I see a lot of "I don't really know" answers...
E.g. talking about MIPS4, the only documentation you can find publicly online is about R10K, which is documented as a four-way superscalar design that
implements register renaming and executes instructions out-of-order.
However when you look at the implementations (e.g. Workstations, Servers), unless they are development-SBCs where you pay to have all the documentation with both hw and sw examples (e.g. Windriver VxWorks SBCs), you don't really understand how things work.
Worse still, MIPS4 opens a problem with the "out-of-order" nature of the CPU paired with the Branch Prediction and Speculative Execution nature of a purist RISC design: although one or more instructions may begin execution during each cycle, and each instruction takes several or many cycles to complete, when a branch instruction is decoded, its branch condition may not yet be known. However, the R10000 processor can predict whether the branch is taken, and then continue decoding and executing subsequent instructions along the predicted path.

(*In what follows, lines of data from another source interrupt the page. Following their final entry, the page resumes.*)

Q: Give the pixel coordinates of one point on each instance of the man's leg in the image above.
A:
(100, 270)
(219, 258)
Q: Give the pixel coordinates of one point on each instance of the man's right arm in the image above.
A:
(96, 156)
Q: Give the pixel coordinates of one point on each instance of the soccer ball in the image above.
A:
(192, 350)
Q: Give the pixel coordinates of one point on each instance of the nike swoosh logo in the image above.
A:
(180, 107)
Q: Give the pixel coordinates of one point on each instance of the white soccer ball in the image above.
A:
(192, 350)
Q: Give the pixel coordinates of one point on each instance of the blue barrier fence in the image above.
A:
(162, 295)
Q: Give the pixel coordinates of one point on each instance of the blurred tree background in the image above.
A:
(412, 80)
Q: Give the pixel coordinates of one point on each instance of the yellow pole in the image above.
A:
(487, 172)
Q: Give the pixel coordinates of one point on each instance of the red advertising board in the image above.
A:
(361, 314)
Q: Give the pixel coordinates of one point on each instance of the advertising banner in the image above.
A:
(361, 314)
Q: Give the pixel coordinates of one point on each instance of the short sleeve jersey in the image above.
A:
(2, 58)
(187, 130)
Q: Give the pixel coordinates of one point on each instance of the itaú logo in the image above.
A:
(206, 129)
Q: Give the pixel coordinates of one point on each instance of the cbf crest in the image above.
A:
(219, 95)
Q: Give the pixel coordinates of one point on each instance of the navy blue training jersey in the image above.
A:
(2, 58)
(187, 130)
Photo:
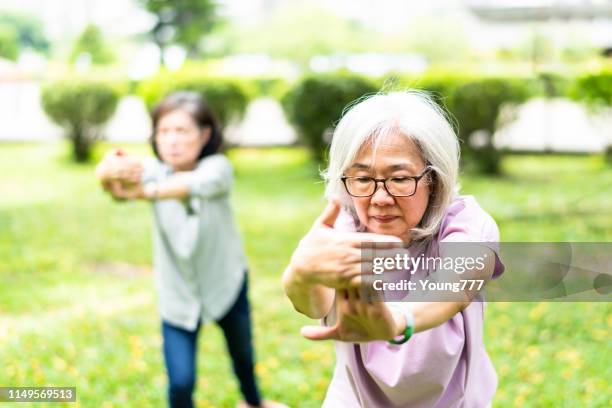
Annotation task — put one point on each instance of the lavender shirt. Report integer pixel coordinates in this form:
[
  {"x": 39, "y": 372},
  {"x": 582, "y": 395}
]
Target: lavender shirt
[{"x": 446, "y": 366}]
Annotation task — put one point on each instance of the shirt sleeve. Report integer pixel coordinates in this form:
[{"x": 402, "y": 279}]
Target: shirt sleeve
[
  {"x": 466, "y": 221},
  {"x": 212, "y": 178},
  {"x": 150, "y": 167}
]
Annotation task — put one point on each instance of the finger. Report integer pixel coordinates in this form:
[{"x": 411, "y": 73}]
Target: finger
[
  {"x": 318, "y": 333},
  {"x": 330, "y": 214},
  {"x": 379, "y": 240}
]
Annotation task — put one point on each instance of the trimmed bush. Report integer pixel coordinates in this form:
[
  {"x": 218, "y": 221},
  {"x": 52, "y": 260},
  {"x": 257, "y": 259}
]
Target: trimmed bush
[
  {"x": 316, "y": 103},
  {"x": 595, "y": 89},
  {"x": 81, "y": 107},
  {"x": 477, "y": 105},
  {"x": 227, "y": 98}
]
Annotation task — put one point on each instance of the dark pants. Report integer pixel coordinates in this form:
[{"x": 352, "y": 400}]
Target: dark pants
[{"x": 180, "y": 347}]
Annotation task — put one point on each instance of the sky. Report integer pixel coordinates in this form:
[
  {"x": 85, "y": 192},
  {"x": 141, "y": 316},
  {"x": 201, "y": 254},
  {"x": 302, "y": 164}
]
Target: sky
[{"x": 66, "y": 18}]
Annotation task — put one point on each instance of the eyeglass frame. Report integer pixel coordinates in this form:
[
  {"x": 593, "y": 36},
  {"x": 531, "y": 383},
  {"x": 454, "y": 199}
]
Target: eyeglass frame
[{"x": 416, "y": 179}]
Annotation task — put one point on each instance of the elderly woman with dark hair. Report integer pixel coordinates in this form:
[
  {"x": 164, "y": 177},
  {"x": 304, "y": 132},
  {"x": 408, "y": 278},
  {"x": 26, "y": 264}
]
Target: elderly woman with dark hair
[
  {"x": 200, "y": 267},
  {"x": 392, "y": 177}
]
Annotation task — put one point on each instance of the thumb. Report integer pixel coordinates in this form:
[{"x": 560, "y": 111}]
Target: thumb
[
  {"x": 319, "y": 332},
  {"x": 330, "y": 214}
]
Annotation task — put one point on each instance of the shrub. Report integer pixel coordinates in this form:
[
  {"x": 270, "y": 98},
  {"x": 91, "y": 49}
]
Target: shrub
[
  {"x": 595, "y": 89},
  {"x": 317, "y": 101},
  {"x": 81, "y": 107},
  {"x": 227, "y": 98},
  {"x": 476, "y": 105}
]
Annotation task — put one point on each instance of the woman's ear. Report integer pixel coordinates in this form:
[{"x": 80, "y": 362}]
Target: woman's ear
[{"x": 206, "y": 134}]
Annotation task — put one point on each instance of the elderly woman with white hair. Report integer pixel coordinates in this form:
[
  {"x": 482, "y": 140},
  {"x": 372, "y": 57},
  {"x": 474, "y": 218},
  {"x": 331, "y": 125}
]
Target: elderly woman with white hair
[{"x": 392, "y": 177}]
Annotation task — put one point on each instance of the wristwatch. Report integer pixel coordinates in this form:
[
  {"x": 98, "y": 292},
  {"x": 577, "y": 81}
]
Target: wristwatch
[
  {"x": 150, "y": 190},
  {"x": 409, "y": 316}
]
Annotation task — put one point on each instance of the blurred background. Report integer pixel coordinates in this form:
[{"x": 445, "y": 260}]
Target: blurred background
[{"x": 527, "y": 83}]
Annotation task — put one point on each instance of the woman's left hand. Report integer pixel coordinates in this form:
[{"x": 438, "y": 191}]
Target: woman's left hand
[
  {"x": 358, "y": 320},
  {"x": 122, "y": 191}
]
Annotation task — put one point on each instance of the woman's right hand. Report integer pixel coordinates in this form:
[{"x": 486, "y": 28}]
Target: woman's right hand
[
  {"x": 119, "y": 166},
  {"x": 333, "y": 258}
]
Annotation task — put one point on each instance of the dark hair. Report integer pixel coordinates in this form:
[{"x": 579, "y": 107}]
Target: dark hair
[{"x": 194, "y": 104}]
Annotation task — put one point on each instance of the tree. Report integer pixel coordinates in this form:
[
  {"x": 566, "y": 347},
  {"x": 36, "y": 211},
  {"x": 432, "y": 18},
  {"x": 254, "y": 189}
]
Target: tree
[
  {"x": 181, "y": 22},
  {"x": 91, "y": 41},
  {"x": 9, "y": 44}
]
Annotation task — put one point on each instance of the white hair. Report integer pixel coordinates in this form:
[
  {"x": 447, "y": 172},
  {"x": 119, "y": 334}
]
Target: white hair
[{"x": 410, "y": 113}]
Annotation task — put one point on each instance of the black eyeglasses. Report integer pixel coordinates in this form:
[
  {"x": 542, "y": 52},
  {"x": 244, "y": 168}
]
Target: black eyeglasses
[{"x": 361, "y": 186}]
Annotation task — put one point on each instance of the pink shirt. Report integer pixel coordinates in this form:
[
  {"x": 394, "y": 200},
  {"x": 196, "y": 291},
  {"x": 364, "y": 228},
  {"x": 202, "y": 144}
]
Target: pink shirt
[{"x": 446, "y": 366}]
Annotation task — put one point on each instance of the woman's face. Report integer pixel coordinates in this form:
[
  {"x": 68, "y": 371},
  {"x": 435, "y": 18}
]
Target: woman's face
[
  {"x": 382, "y": 213},
  {"x": 179, "y": 139}
]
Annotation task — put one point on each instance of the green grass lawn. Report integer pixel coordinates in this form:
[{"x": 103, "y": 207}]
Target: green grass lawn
[{"x": 77, "y": 304}]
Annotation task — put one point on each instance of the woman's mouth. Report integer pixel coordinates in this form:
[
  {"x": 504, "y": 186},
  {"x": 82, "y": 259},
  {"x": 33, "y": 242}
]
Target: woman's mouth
[{"x": 384, "y": 219}]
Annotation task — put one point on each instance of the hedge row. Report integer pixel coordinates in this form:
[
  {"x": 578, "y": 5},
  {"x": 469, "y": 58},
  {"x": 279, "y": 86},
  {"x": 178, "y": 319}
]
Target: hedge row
[{"x": 315, "y": 103}]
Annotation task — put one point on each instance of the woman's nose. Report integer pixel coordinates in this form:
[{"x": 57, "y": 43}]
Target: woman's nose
[{"x": 381, "y": 197}]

The problem with cache-based shared ram is when a branch prediction is wrong, because the processor must back up to the original branch and take the other path. This technique is called "speculative execution", and whenever the processor discovers a mispredicted branch, it aborts all speculatively-executed instructions and restores the processor's state to the state it held before the branch.
And here specifically the problem - the manual says -
the cache state is not restored, and this is clearly a side effect of speculative execution.

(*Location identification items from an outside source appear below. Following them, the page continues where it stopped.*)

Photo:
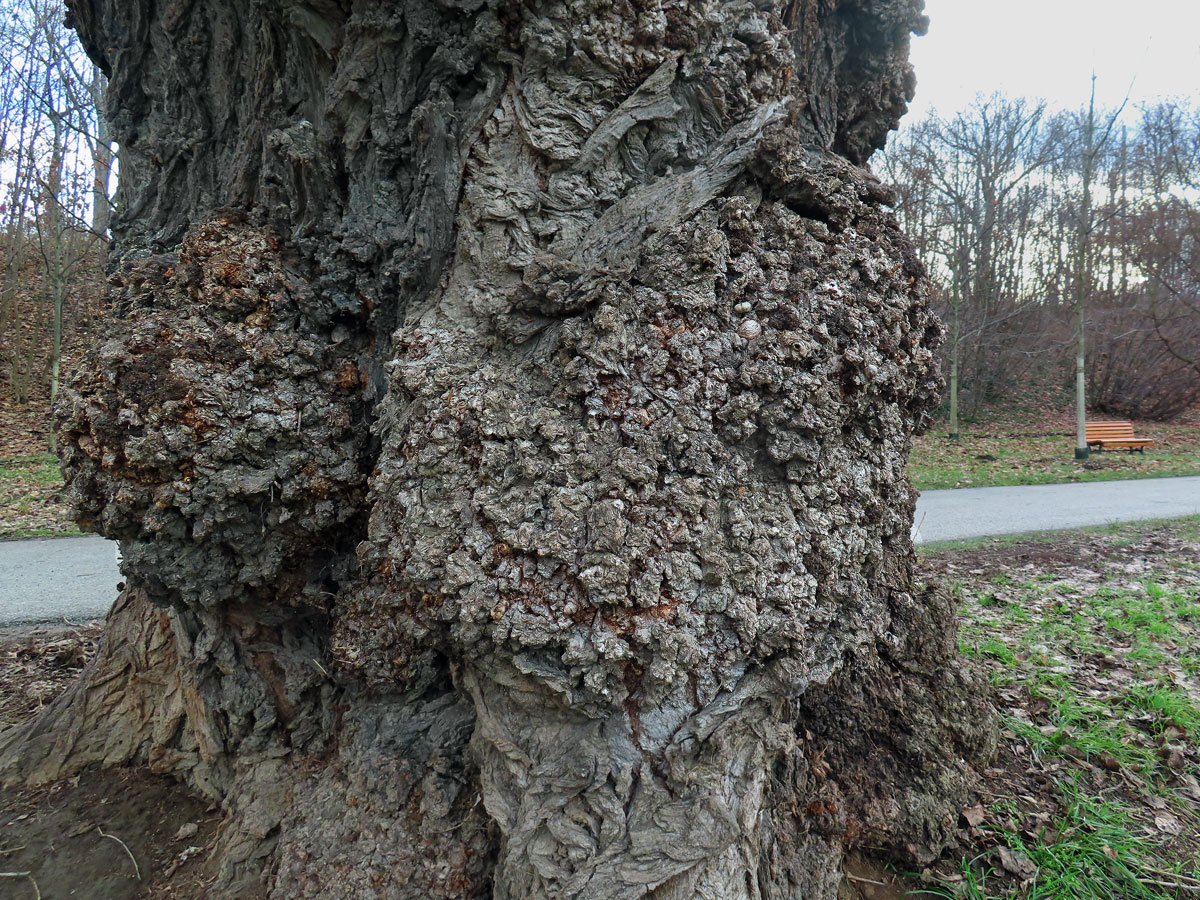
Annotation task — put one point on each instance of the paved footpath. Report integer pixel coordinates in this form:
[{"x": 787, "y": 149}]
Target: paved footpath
[
  {"x": 75, "y": 579},
  {"x": 983, "y": 511},
  {"x": 57, "y": 580}
]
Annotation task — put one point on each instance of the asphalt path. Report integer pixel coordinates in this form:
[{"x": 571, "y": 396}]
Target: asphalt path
[
  {"x": 73, "y": 580},
  {"x": 57, "y": 581},
  {"x": 984, "y": 511}
]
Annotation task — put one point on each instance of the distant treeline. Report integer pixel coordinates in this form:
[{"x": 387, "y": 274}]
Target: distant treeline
[
  {"x": 57, "y": 162},
  {"x": 1031, "y": 221}
]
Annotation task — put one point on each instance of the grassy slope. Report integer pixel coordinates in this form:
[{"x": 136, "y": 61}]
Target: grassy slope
[
  {"x": 1013, "y": 453},
  {"x": 29, "y": 498},
  {"x": 1091, "y": 641}
]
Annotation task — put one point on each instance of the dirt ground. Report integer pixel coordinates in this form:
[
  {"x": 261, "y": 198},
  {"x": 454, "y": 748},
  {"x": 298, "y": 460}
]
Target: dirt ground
[
  {"x": 129, "y": 835},
  {"x": 120, "y": 834}
]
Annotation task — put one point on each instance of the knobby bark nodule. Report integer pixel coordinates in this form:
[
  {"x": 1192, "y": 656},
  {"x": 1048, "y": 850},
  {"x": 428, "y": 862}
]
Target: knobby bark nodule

So, if the speculative approach involved a Conditional Store (SC): will it be restored? ...
Well ... it depends on whether there is an external coherence agent or not
If there is not, then - the manual also says - if the cache is involved, then it won't be restored, so this is a real mess that needs at least a "sw barrier".
-
This is how MIPS4 CPUs work, and there are different hw implementations of what is around the CPU.
Speaking of simple MIPS4 based systems with 1 CPU and 1 GFX, the CPU to { COP2, GFX, DMA, ... } approach uses the cache as a mechanism for the CPU to know if a cell has been modified
In particular there are:
---
- "Non-Cache Coherent" systems, coherency is not maintained between CPU Caches and external Bus DMA. Which usually means cache writeback/invalidate needs to be performed by software (barrier + voodoo code) before/after { COP2, GFX, DMA, ... } requests.
- "Cache Coherent" systems, coherency is maintained by an external agent that uses the multiprocessor primitives provided by the processor (LL/SC instructions in a conditional block) to maintain cache coherency for interventions and invalidations. External duplicate tags can be used by the external agent to filter external coherency requests and automatically update
There are MIPS4 implementations with 128 CPUs, they use NUMA (propietary NUMAflex tecnology), but I can't find any documentation.
They certainly don't use simple hw mechanisms like the simple cache coherency agent, nor do they use trivial dual-port-ram.
On modern machines with up to 32 or 64 cores at least, the answer is that the RAM is shared equally between all CPUs, but caches are used to drastically decrease the number of times a CPU talks to RAM.
The problem is how the "shared ram" is implemented.
In my case, I don't use any cache. Instead I use a simple dual-port ram paired with a coherent agent embedded into the dual-port ram.
I call it "tr-mem", as it's a simple "transactional memory".
It's not difficult to make a dual-port ram, it becomes a little more difficult to make a quad-port ram, which also exists as ASIC chip, so it's still feasible and sensible, but I've never seen octo port-ram.
I think the 128-CPU system uses a ram model that leverages super fast packet networking and wired routers (cross-bar matrix?), coupled with cache systems with cache-coherence agents.
Dunno